Samantha’s back stiffened and she gripped the musket’s stock, her fingers white against the well-worn wood. The gun was still loaded. She hadn’t fired when the others came. She’d watched them shoot holes in the barn, knock down the fence, and trample her garden. And she’d ached to do something—anything—to stop them. But she hadn’t.
It wasn’t cowardice, Samantha had told herself as she watched the dozen or so men attack her clothesline and mangle the clean sheets in the dirt. If she’d been alone, the gun barrel would have scorched her hands from firing. She’d have shot, praying that her unpracticed aim was true. Anxious to taste revenge.
But there was Willy. And he was her responsibility. All that was left—all that the war had left. If she shot at the gang of bushwhackers, they’d fire back. It was as simple as that. And they wouldn’t be wild shots into the barn or air. They’d be carefully aimed into the house. And then there’d be more than just property to mourn.
So Samantha had dragged her father’s old hunting piece down from above the mantle and she’d watched all her hard work pummeled beneath the horses’ hooves.
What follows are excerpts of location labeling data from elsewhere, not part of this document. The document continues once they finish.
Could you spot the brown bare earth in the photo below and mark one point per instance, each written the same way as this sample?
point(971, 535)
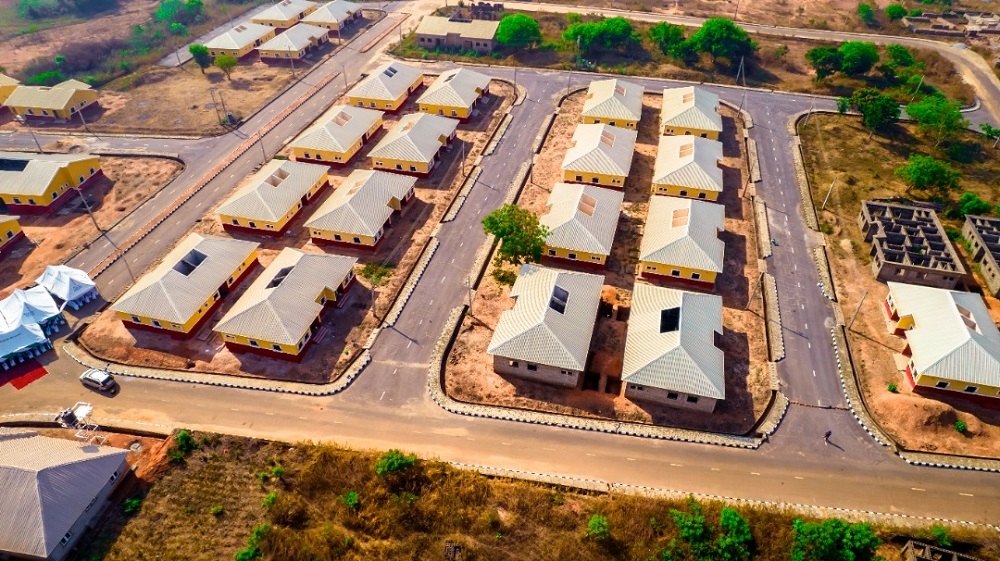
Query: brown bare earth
point(830, 145)
point(127, 183)
point(346, 328)
point(469, 375)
Then she’d collapsed over the gun when the men rode off toward the Missouri border. But they hadn’t all gone. And now the one they left behind rode straight for the house, his sidearm in hand.
“What are we going to do, Sam?... Sam?”
Samantha spared a glance toward her younger brother. He was scared. And who could blame him? Thirteen was too young to have to deal with all this violence, this hatred. But he
had
dealt with it, and this wasn’t the first time.
Focusing back through the shattered glass, Samantha watched the man gallop closer. He wore gray—she could make that out. That and the gun. His hat shadowed his face, though she doubted she’d recognize him anyway.
Landis Moore added more border ruffians to his gang every day—men who straggled home from fighting the war. But then no one could prove that, any more than they could prove Moore was the one behind terrorizing Unionist families in the area.
“He’s going to shoot us, Sam!”
“Get down, Will.” Samantha didn’t dare take her eyes off the man racing toward them now. Her hands started sweating and she gripped the stock, her finger bent around the trigger.